In 2015, the Google Photos app was rolled out to the public. An online album where you could upload all of your digital photos without the need to sort them, Google’s new AI could work out the when’s and where’s the photograph was taken, as well as identify the photograph’s subject …. most of the time. Soon after its release, software engineer Jacky Alciné was looking through his photo albums, Google had managed to sort his pictures into groups of skyscrapers and bicycles. However, one album containing pictures of his black friends had been labelled “gorillas”. It almost seems too on-the-nose to be true; even seemingly infallible online entities, built on “data”, had reaffirming one of the deepest ingrained racial slurs used against black people.

We might like to believe that the unthinking and logical computers we make are immune to any of our human nonsense, but alas, human nonsense can even taint the ways computers work, with implicit bias either being written into the code or by the data used to hone their abilities. These bots are only as good as the code that is written for them; monkey see, monkey do, but at least if a person had written the original code, there might have been some way to address these unsettling bugs. However, if these were created by no one, just a product of a builder with a biased slant, and a tester provided with unsound results, you may just end up with a destructive piece of code, optimised to perpetuate unseen bias. How many of these algorithms are there running behind the curtain, silently perpetuating racist or other troubling ideals without anyone realising?

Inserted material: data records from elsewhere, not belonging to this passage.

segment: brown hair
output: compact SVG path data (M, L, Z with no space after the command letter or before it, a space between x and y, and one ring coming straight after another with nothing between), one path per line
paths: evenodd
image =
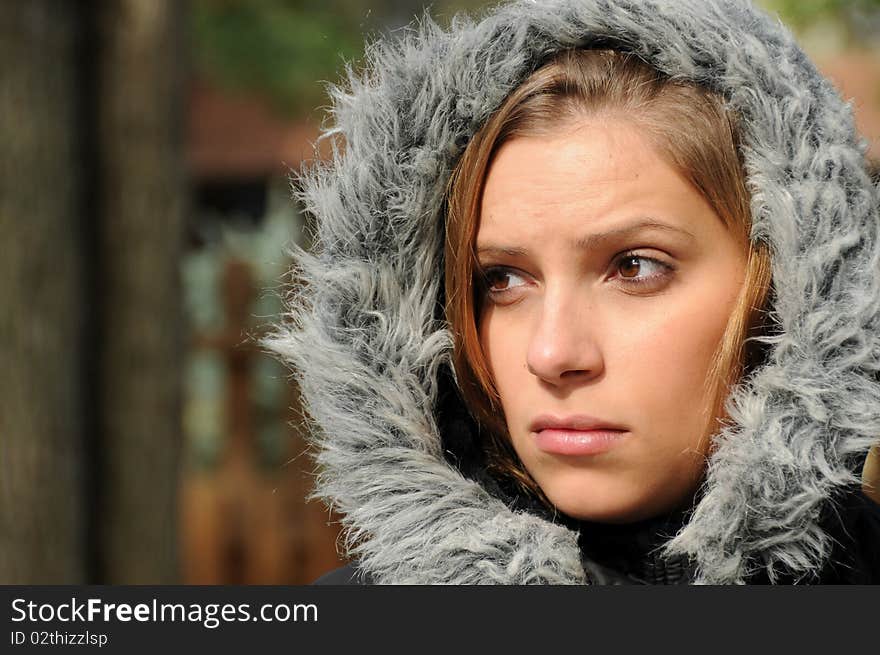
M736 117L716 93L674 80L630 53L571 49L557 53L514 89L470 140L446 189L446 318L455 336L453 363L471 413L486 429L491 470L548 505L516 456L478 337L482 294L476 277L476 235L483 186L494 154L517 136L550 135L566 125L613 112L642 128L649 142L708 201L748 247L745 282L714 354L705 393L712 399L703 440L727 418L730 387L758 361L747 339L766 327L768 248L749 239L749 194L739 156Z

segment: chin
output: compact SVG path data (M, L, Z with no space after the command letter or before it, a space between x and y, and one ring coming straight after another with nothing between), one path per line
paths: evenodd
M556 503L551 502L560 512L579 521L593 521L595 523L634 523L642 519L650 518L656 512L641 507L622 507L617 505L594 506L584 503Z
M680 464L658 468L617 458L575 466L535 457L526 470L553 506L572 519L634 523L691 502L703 468L689 460Z
M555 482L545 486L538 481L547 499L560 512L580 521L633 523L671 509L671 505L651 489Z

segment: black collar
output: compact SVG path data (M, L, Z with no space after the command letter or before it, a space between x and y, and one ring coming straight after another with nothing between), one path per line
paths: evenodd
M584 568L599 584L688 584L694 565L661 549L687 523L692 506L634 523L579 521Z

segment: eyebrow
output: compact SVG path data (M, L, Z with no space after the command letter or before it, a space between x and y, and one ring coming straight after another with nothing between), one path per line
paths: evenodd
M641 232L644 230L664 230L666 232L674 232L680 234L690 240L695 240L696 237L685 230L684 228L675 227L673 225L669 225L668 223L663 223L658 221L656 218L640 218L636 221L622 225L621 227L615 228L613 230L607 230L605 232L597 232L595 234L588 234L586 236L580 237L572 242L572 246L575 250L590 250L593 248L597 248L602 245L604 242L609 241L611 239L619 239L621 237L630 236L636 232ZM497 246L493 244L486 244L480 246L477 249L478 255L508 255L511 257L520 257L528 254L528 250L525 248L512 248L507 246Z

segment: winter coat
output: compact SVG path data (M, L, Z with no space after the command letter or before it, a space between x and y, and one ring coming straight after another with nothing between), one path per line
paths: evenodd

It is impossible to say how this mistake with Google Photos occurred: inherent bias written into the code? insufficient data fed into the development of the AI for it to be able to differentiate between either black faces or gorillas(1)? the AI’s inability to distinguish certain features on faces which lack the contrast produced on white faces? We can only speculate, but as we all know now, computers are stupid.
Google Photos, y’all fucked up. My friend’s not a gorilla. pic.twitter.com/SMkMCsNVX4— Jacky Alciné (@jackyalcine) June 29, 2015
Perhaps what is more egregious is that this issue was not picked up earlier, during countless beta tests to work out the kinks; while figuring out the subtle nuances between pedal bikes and motorbikes, how did no one notice this blind spot? Although Google has claimed that people of colour did work on this project and the AI had been tested with black people’s faces, it is hard not to conclude that this was not a result of a homogeneity within the industry. Google were obviously very quick to apologise and started working on a software patch. Unfortunately, it really was just a patch, as it was later revealed that instead of going back to the code and fixing the issue at its source, they just removed these problematic categories (2). Google has not explained this decision, perhaps it was too costly to scour the AI code for the offending commands, or it would have taken too long to recreate an equally effective bot using different testing parameters. But, we are left with a blunt tool that does a job well to some degree, without any knowledge of how or why it works.
And while you may currently have the best image sorter, or fraud checking algorithm, these bots are only as good as what we have provided to them. So perhaps moving forward, if we shift the demographic of programmers to include more people of colour, women and other minority groups, and with a mindfulness of what information we feed into our next evolution algorithm, maybe we can build better uncontrollable bots, which are a little less bigoted. Let’s have a slightly more civil robot uprising, shall we?